Jaroslav Vajda lived and wrote out of the Lutheran community, and those commitments are apparent. I confess to a special appreciation for the warmth and power of baptismal references so integral to his work. In my previous congregation, I jumped at the opportunity to get the limited rights to “See This Wonder in the Making” so we could add this song text in the back of our hymnal. Using the beloved and beautiful Swedish folk tune for “Children of the Heavenly Father,” Vajda contributed simple and lively images for baptism. How I would have loved to see this hymn in our own ELCA’s new Evangelical Lutheran Worship book.

 

“Go, My Children, with My Blessing” is in this book, as well as five other Vajda hymn texts or translations. (Concordia Publishing House bought the rights to Vajda’s hymnody, I understand, so the Lutheran Church – Missouri Synod probably has easier access.) This hymn is rich with baptismal imagery and washes the singer with life in God through words like these: “In my love’s baptismal river I have made you mine forever.” Vajda knew that Christians can proclaim the faith, and they can pray it too, but at a deep and powerful level, the truth of faith must be sung.

 

I love how Vajda himself says it in the Reformed Worship periodical. “Why then do I write hymns?
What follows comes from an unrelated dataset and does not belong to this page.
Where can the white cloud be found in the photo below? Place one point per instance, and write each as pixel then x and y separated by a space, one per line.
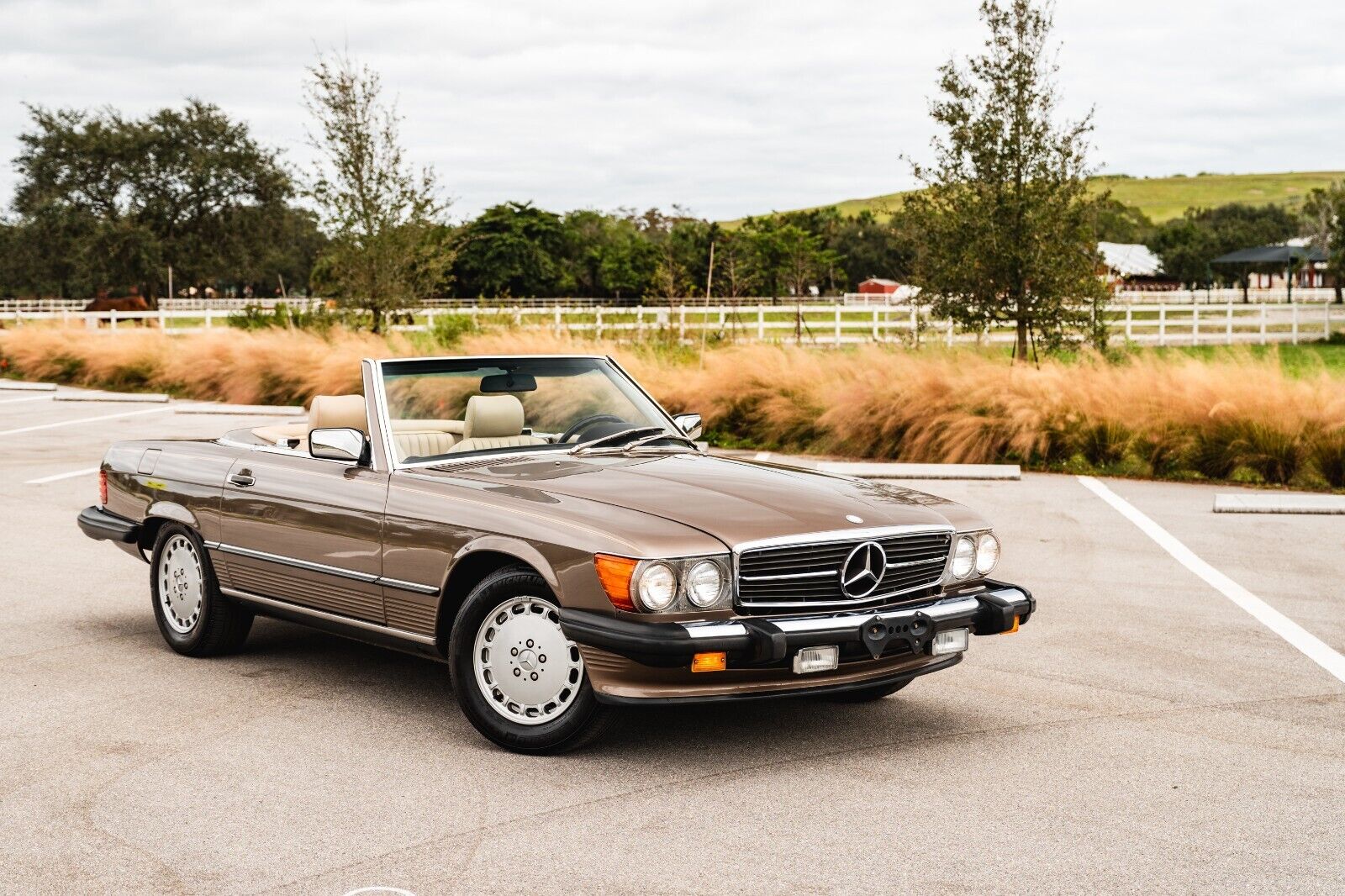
pixel 725 108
To stir up my own awareness of God’s will and mercy, to express my own need for him and to begin to render some genuine appreciation for his love, to review my place in his plan for me and for humanity, to refresh myself with his love so as to be able to feed others with it, to experience his forgiveness so that I can forgive others, to taste his peace so that I can be its instrument for others still at war with him, with themselves, and one another, and to look forward to God’s ultimate goal for me, for which I have been redeemed at so great a cost.”

 

My local newspaper article about Jaroslav Vajda had the headline, “Sing him to heaven.” To which I must say Amen!